"I saw your hands first," Francey said, "and I knew at once that you were something different."

It was too dark for her to see his face. Yet he turned away hastily. He spoke as though he did not care at all.

"Brown's a smart fellow. He knows what's coming, and what people are worth to him. We've got an agreement that when I'm Sir Robert I'm to boost the old place and do his operations free. I think he'll be rather sick if he doesn't need any."

It was half a joke, but if she had laughed—laughed in the wrong way—the chances were that he would have turned on his heel and left her without so much as a good-night. For he was strung up to an abnormal, cruel sensitiveness. Whatever else they did, people did not laugh at him. He had never given them the chance that he had given her. He had learnt to be silent, and now she had made him talk and the result had been an uncouth failure. He had thrown his hardships at her like a parvenu his riches. If she did not see through his crudeness to what was real in him, she could only see that he was a rather funny young man who swaggered outrageously. And that was not to be endured.

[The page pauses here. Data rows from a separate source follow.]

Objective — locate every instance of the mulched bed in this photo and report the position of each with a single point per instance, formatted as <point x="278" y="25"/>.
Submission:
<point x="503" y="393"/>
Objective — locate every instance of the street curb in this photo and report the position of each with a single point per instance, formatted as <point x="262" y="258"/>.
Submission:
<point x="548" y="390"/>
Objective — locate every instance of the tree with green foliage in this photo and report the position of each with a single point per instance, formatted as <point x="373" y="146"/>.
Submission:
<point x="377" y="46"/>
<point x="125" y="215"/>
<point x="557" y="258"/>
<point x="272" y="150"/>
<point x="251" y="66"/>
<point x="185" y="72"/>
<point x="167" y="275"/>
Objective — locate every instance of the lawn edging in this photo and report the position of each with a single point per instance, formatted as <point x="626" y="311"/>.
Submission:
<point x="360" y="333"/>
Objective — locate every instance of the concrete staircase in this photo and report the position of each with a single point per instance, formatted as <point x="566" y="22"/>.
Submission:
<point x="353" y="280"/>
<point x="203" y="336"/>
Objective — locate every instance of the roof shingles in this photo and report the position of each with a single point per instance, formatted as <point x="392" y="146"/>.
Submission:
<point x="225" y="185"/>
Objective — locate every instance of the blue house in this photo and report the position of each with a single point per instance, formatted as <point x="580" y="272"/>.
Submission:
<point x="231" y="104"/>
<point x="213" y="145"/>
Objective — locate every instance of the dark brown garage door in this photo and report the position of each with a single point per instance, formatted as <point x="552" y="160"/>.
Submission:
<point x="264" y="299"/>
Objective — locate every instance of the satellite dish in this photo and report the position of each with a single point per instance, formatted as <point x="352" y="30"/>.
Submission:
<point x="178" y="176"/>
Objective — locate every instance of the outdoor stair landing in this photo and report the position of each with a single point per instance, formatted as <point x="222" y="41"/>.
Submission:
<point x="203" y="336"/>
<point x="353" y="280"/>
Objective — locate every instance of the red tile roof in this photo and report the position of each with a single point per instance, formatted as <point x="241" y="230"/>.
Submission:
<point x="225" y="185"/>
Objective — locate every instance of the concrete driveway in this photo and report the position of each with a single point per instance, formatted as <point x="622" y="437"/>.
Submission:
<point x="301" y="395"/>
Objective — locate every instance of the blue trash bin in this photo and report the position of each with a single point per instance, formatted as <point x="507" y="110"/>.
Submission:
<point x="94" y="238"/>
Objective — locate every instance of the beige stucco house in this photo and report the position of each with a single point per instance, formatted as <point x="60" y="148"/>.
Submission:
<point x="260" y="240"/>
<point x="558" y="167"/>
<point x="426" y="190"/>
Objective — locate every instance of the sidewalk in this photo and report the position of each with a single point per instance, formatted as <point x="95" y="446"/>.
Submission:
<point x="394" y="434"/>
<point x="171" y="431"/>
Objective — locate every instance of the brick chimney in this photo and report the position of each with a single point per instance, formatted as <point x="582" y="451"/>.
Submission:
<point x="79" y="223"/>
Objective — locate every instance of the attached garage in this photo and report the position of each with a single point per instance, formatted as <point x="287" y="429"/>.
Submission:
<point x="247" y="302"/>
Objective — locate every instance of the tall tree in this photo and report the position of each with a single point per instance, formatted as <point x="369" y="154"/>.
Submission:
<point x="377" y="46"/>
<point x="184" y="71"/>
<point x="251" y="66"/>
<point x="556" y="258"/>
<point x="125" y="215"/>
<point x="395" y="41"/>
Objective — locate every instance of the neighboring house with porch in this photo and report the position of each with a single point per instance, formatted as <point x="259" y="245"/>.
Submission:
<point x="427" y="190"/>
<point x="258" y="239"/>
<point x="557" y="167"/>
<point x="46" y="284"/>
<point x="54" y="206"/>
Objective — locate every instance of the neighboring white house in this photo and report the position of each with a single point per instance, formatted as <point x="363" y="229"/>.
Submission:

But she did not laugh at all.

"You're sure of yourself, Robert."

"Yes—I am."

"I'm sure of myself, too. Because I'm sure of things outside myself."

He did not try to understand her. He was wrestling with the expression of his own experiences. He threw out his free hand and turned it and closed the powerful, slender fingers, as though he were moulding some invisible substance.

"Outside things are colourless and lifeless—sort of plastic stuff—until we get hold of them. We twist them to the best shapes we can. Nothing happens to us that isn't exactly like ourselves. Even what people call accidents. Even a man's diseases. I've seen that in the Wards. People die as they live, and they live as they are——"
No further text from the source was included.